We partnered with Driven Data and the World Bank to develop the Open Cities AI Challenge. This competition asks contestants to build semantic segmentation models that identify buildings in aerial imagery from several African cities. In other words, the goal is to automatically extract building footprints from each image. The challenge ends on March 16th. Contestants will be judged on the quality of their predictions and will be competing for a share of a combined $15,000 cash prize.
Disaster relief efforts rely on accurate and up-to-date infrastructure maps. However, many vulnerable societies lack the underlying data to produce them. The Global Facility for Disaster Reduction and Recovery (GFDRR) sponsored this challenge and hopes that machine learning will allow us to automatically generate these data. This would exponentially increase our ability to map previously unmapped regions. The potential global benefit of automatic feature extraction is undeniable but the efforts to make it work are relatively nascent. We hope that this competition can spur innovation and make that hope a reality.
At Azavea we’ve been spending a lot of time thinking about machine learning. Specifically, we are interested in how we can use it in conjunction with aerial imagery. We have put our heads together change-making organizations like the Inter-American Development Bank to work through real-world problems and determine AI-based solutions for them. Together we ask questions like how we can use algorithms to help prevent the next great natural disaster? And what are the ethical implications of doing so?
But finding the use-cases is only part of the equation. We also spend a lot of time trying to innovate in our field. We build software tools that make it easier for others to build computer vision pipelines on otherwise unwieldy data sets. Our Raster Foundry platform empowers organizations to manage, explore, and label extensive collections of large overhead imagery.
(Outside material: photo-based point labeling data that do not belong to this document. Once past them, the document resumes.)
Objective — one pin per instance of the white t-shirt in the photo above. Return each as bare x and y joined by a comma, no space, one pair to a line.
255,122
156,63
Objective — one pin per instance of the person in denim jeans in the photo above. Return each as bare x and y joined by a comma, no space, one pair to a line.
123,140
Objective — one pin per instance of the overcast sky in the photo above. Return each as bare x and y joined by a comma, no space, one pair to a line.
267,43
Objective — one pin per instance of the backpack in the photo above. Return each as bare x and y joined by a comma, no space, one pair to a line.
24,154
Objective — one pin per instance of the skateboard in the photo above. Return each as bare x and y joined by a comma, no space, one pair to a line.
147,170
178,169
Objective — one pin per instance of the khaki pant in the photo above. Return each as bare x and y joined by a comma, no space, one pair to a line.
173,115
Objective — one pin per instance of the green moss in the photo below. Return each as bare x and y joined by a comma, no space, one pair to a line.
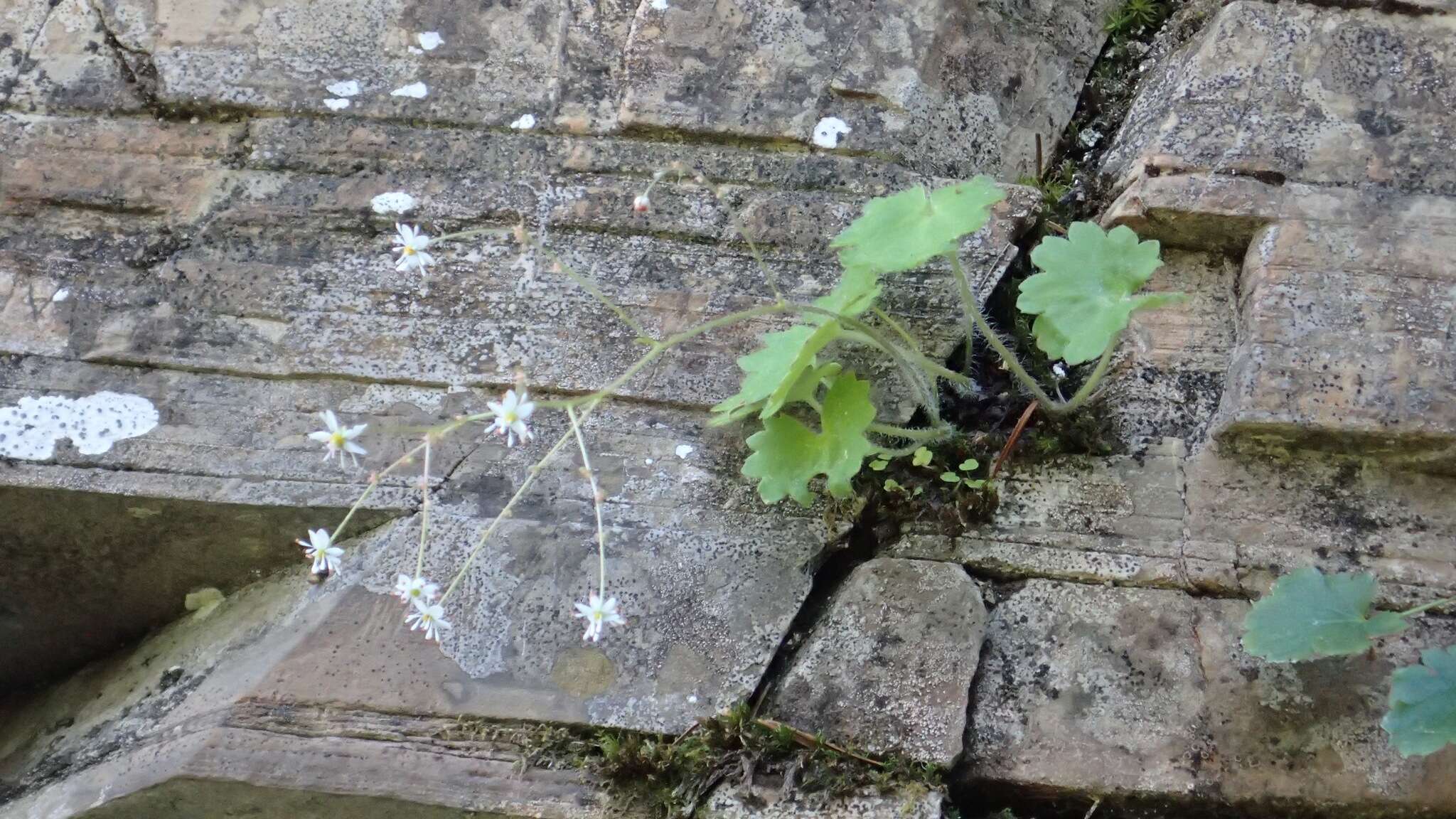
670,776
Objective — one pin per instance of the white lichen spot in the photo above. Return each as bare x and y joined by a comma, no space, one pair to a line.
415,91
393,201
829,132
31,429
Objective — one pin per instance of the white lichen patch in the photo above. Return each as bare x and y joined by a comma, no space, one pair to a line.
94,423
393,201
829,132
415,91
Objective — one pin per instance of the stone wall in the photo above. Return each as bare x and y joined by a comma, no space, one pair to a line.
191,216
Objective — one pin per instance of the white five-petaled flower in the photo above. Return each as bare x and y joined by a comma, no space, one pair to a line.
411,589
411,244
429,617
599,616
338,439
511,414
322,550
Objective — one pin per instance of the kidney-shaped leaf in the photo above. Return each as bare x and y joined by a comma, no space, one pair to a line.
1310,616
1423,705
1083,295
786,455
911,228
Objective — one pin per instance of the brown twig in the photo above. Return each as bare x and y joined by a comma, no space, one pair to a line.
810,741
1011,441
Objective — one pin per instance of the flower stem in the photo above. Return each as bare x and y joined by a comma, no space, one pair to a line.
424,510
596,505
935,433
370,488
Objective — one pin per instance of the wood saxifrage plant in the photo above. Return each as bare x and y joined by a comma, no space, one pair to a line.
815,417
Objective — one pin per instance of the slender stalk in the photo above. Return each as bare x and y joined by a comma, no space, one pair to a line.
976,323
510,506
596,505
1426,606
596,291
370,488
424,510
935,433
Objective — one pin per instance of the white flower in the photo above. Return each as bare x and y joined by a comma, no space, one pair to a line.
338,439
411,245
411,589
429,617
319,547
599,616
510,416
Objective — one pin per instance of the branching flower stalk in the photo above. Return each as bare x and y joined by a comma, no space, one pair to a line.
1081,315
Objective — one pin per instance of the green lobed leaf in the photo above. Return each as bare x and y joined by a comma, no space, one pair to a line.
1083,295
772,373
911,228
1423,705
1308,616
786,455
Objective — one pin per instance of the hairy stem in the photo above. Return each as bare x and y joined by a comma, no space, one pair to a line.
596,505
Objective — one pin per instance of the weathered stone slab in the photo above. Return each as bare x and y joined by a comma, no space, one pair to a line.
239,291
901,85
618,68
1300,92
1089,519
1347,336
63,59
1146,697
102,547
892,662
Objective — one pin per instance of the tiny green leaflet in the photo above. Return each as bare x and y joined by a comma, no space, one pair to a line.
1083,295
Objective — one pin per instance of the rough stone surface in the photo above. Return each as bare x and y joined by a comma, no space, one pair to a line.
890,663
1292,91
1143,694
771,803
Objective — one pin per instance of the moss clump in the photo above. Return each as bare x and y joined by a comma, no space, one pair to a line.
670,776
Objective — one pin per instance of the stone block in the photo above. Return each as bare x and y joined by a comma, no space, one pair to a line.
1302,92
890,663
1146,700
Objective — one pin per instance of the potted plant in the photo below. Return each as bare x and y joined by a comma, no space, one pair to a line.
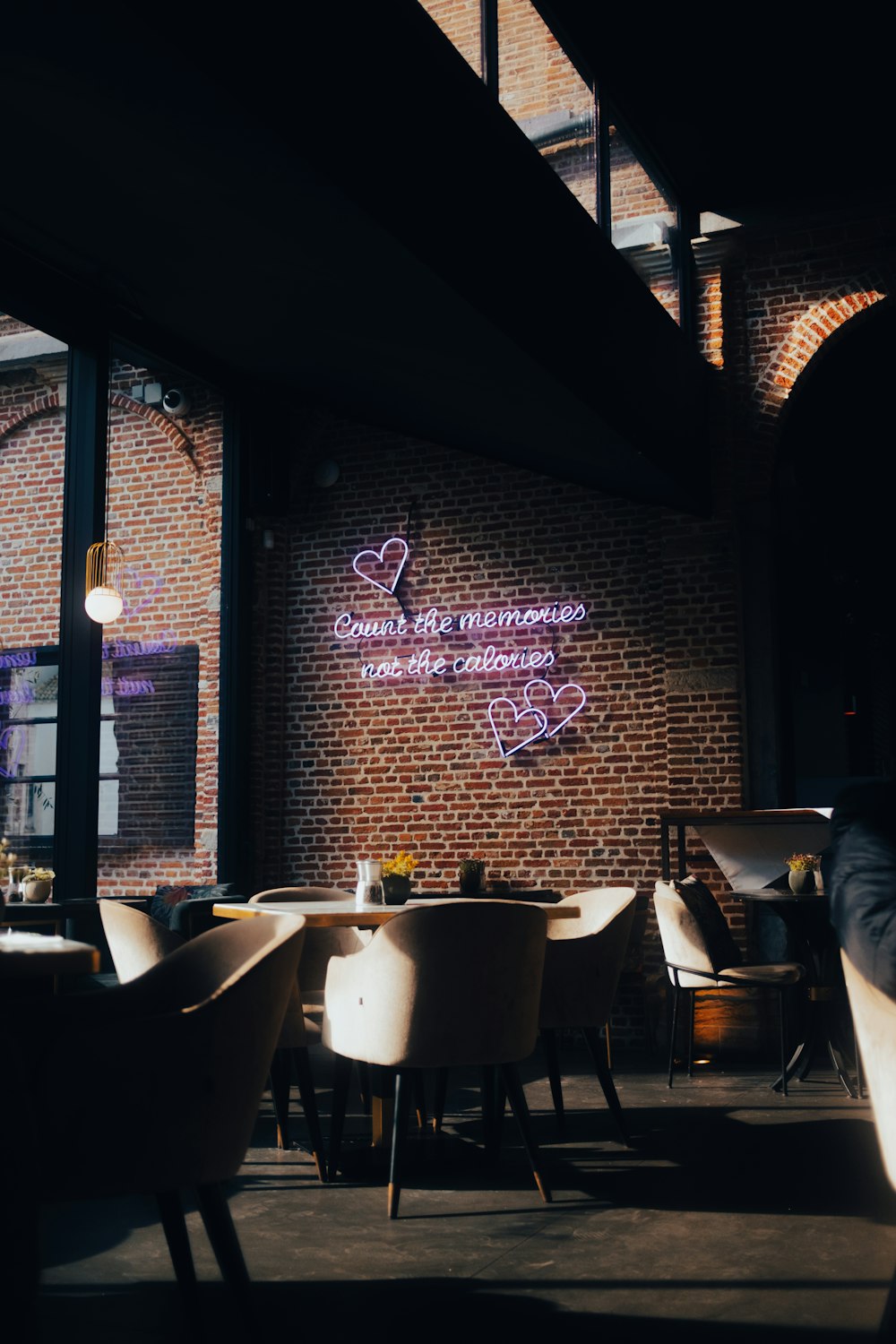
397,878
802,871
470,875
38,883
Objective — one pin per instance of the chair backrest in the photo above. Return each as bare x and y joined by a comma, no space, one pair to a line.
584,956
320,943
874,1019
683,935
440,986
300,894
136,940
156,1083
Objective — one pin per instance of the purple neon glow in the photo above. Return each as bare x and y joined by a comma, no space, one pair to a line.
544,687
379,558
134,586
517,714
8,737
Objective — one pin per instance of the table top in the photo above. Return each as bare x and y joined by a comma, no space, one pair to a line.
775,895
328,914
46,954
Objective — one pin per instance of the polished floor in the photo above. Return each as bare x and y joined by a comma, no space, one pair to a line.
734,1214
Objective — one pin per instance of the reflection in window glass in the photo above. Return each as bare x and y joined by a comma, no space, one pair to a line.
643,222
32,433
460,21
160,659
547,97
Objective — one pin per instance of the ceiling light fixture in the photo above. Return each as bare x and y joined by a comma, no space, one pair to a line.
105,578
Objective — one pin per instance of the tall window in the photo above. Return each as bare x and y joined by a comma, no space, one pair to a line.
160,660
32,437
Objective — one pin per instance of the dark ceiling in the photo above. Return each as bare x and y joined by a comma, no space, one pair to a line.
335,212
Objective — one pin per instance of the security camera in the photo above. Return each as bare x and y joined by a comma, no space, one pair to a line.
175,402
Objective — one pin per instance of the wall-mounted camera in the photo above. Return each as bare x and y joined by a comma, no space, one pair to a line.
175,402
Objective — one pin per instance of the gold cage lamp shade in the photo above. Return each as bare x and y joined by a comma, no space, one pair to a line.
105,582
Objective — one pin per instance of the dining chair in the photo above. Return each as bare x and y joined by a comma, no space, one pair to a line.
438,986
874,1021
700,953
153,1086
137,943
320,945
582,965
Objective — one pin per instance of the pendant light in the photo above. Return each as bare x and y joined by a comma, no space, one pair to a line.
105,562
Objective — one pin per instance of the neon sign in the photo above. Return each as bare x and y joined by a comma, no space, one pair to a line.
11,739
501,725
544,710
541,690
397,546
501,728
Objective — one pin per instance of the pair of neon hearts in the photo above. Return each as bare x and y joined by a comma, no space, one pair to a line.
544,712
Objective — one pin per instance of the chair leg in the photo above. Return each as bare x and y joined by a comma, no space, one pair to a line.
552,1058
887,1328
783,1040
280,1096
303,1066
673,1029
341,1075
171,1212
438,1099
405,1080
605,1077
419,1098
222,1234
511,1080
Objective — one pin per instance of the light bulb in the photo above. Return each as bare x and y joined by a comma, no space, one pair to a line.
104,605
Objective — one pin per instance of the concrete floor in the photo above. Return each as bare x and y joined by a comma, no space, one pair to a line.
734,1214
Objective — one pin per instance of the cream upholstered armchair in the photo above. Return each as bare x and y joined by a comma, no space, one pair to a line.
137,943
874,1021
182,1053
440,986
700,953
582,967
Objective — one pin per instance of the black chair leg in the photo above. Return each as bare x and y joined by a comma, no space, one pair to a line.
341,1075
552,1058
513,1088
887,1328
280,1096
405,1081
171,1212
490,1132
782,1013
673,1029
438,1099
419,1098
301,1064
222,1234
592,1040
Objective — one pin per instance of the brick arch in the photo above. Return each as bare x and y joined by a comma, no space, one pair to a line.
50,402
807,335
38,406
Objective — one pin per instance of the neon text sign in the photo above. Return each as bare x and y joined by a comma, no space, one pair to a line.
544,710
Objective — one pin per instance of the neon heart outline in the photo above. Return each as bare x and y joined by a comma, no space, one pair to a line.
4,742
137,581
378,556
570,685
517,715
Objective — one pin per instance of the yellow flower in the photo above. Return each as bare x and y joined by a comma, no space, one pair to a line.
402,866
804,862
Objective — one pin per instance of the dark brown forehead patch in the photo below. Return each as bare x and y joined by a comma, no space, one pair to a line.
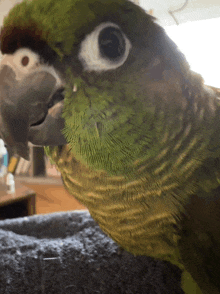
12,38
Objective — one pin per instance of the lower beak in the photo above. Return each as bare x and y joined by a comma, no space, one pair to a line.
24,112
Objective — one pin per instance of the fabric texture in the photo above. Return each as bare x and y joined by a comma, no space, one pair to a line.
68,253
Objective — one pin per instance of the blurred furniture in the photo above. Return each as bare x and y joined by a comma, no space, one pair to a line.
21,203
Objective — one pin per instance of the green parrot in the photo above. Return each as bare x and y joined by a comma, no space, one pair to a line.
133,131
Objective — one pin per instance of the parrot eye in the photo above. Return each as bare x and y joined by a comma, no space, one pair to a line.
111,43
105,48
25,59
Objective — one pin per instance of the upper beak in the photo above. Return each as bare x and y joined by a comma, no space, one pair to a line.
24,110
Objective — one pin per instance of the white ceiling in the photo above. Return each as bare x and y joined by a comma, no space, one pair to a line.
194,10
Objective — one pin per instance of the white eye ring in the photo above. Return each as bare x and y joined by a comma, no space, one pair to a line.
90,55
25,59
We have also developed a machine learning framework called Raster Vision. Raster Vision makes it easy to perform computer vision tasks on satellite and aerial imagery by helping users feed the square pegs of geospatial data sets into the round holes of powerful deep learning libraries like PyTorch and TensorFlow.
Learn how to access the best satellite imagery for your project in our latest white paper.
As a company with a deep belief in open-source technology, we know that innovation will come from others using and building off the tools we create. In the data science world, this type of innovation often occurs in the context of machine learning competitions. We have participated in these types of competitions in the past but are excited to become even more deeply involved with the OpenCities AI Challenge.
As part of Azavea’s involvement in the project, we created a “benchmark” model using Raster Vision and made the code available to the public. This repository shows a potential contestant how to start with the provided data and complete every step of the process necessary to submit a complete submission. Following the instructions in the benchmark repository won’t produce a winning submission but will generate recognizable outputs. Contestants can adjust training parameters in order to develop a competitive set of predictions.
More importantly, it will give anyone a template for how to complete the task from beginning to end. We hope that contestants are able to use this code as a starting point to iterate off of.